The oldest woman at the table—she must have been approaching forty, at least—tapped a forefinger against her chin. “I remember …”
“What?” asked Newell.
“Something they showed us in school … when I was—no! It was in tin-media history class I took a couple of years ago.”
“What?” Newell repeated, with some exasperation.
“Cronkite did it! Yeah, that’s right.”
“What?” the others chorused.
“There was some kind of crisis. Hostages or something. Dragged m for more than a year. At the end of every broadcast, Cronkite would say. ‘This is the fifty-fourth day’ of whatever it was.”
“Like a countdown?”
“More like a reminder. A calendar, sort of.”
Newell cocked his head to one side, a sign that he was thinking. The others stayed silent.
“I like it,” he said at last. “At the end of the evening news we have the anchor say, “This is the fifty-fourth day that our explorers are on Mars.’ “
“Whatever the right number is.”
“Of course.”
“The phrasing needs work, I think.”
“That’s what we’ve got writers for,” said Newell, somewhat crossly.

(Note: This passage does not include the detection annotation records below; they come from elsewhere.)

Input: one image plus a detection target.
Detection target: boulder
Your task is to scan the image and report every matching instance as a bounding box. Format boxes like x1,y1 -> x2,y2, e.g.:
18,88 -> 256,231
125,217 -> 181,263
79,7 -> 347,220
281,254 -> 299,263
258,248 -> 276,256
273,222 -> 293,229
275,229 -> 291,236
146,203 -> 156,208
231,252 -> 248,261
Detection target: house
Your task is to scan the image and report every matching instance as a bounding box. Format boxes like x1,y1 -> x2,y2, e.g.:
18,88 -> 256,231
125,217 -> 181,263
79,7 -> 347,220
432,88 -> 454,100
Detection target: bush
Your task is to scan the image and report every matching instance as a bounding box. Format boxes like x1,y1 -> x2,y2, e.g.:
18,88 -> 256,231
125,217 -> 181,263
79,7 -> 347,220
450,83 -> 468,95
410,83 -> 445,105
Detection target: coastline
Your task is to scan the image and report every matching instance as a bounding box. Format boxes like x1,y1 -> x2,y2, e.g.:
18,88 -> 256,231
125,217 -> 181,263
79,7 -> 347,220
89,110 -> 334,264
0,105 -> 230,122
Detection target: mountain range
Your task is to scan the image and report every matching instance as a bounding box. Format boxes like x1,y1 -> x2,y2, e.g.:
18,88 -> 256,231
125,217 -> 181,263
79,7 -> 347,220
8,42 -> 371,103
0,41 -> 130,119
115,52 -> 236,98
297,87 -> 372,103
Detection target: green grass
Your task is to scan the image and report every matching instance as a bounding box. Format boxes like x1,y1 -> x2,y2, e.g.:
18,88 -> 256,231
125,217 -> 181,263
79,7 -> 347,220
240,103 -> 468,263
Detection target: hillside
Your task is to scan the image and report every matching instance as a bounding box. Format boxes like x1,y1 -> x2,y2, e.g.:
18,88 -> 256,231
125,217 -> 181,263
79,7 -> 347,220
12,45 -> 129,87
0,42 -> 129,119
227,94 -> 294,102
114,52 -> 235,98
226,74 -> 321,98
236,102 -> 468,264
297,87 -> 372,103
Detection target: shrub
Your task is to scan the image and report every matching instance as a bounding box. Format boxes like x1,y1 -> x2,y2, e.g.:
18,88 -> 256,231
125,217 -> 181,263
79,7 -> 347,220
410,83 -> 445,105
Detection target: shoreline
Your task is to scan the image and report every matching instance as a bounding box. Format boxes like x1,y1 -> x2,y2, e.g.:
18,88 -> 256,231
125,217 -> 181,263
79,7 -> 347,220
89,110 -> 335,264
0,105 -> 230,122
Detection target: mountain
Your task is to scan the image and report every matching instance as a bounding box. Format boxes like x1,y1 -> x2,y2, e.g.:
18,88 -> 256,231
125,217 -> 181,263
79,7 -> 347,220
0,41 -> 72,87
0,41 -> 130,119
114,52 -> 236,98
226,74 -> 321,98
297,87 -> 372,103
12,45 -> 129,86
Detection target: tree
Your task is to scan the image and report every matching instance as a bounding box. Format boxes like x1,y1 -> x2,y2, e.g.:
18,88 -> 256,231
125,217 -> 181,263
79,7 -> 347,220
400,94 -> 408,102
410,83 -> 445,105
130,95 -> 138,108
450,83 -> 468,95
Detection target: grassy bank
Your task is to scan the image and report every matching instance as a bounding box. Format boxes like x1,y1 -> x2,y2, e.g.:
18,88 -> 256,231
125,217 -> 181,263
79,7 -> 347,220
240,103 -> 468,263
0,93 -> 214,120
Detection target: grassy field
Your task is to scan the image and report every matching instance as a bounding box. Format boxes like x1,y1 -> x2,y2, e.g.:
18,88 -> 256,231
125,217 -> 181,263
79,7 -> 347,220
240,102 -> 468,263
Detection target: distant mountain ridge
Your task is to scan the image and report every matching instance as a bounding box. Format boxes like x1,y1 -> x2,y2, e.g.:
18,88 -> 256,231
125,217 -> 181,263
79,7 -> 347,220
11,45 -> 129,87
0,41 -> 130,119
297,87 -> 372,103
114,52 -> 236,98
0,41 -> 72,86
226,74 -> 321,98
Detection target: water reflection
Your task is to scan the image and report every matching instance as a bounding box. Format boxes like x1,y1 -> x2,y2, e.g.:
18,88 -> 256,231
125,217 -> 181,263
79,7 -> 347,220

“This way, we remind the audience that those people are still on Mars.”
“But we don’t waste air time doing a science story.”
“Unless something happens to them.”
“Oh, if they get into trouble we’ll hop on it with both feet,” Newell promised. “Nothing like real danger to boost the ratings.”
BOSTON
DARRYL C. TRUMBALL HAD BEEN MUCH TOO BUSY TO PLUG INTO THE LATEST virtual reality transmission from Mars. He had watched the first two of them, which his son had conducted on the first two days of their arrival on the planet. That was enough.
He kept tabs on the income from the VR transmissions, of course. The first two broadcasts had an audience of slightly more than twenty million. Twenty million paying viewers, at ten dollars each, had watched the explorers on the day they landed on Mars and the next day, when Dex took them on a tour through the dome in which they were going to live for the next year and a half.
And then the audience had quickly dwindled to about three million. If you’ve seen Mars rocks once, who wants to see them again, except school kids and space nuts? But three million was respectable: it meant thirty million dollars for the expedition with every transmission.
Of course, not everybody paid their ten bucks, Trumball knew. It was ten dollars per receiver, not ten bucks per head. A school class of thirty kids paid only ten dollars. A family could pay their ten dollars and plug in all their relatives. Bars full of drunks paid their ten bucks and that was that. Trumball fumed at the thought, but there was no practical way to stop the freeloaders.
Now the VR equipment had broken down. That damned Indian broke something while he was out frolicking over some damned rocks.
They’d better get it repaired P.D.Q., Trumball groused. We’re losing thirty million dollars a shot.
AFTERNOON: SOL 15
“THERE SHE is!” DEX TRUMBALL EXCLAIMED.
He was sitting in the copilot’s chair as Stacy Dezhurova piloted the rover up the gentle grade of the ancient landslide.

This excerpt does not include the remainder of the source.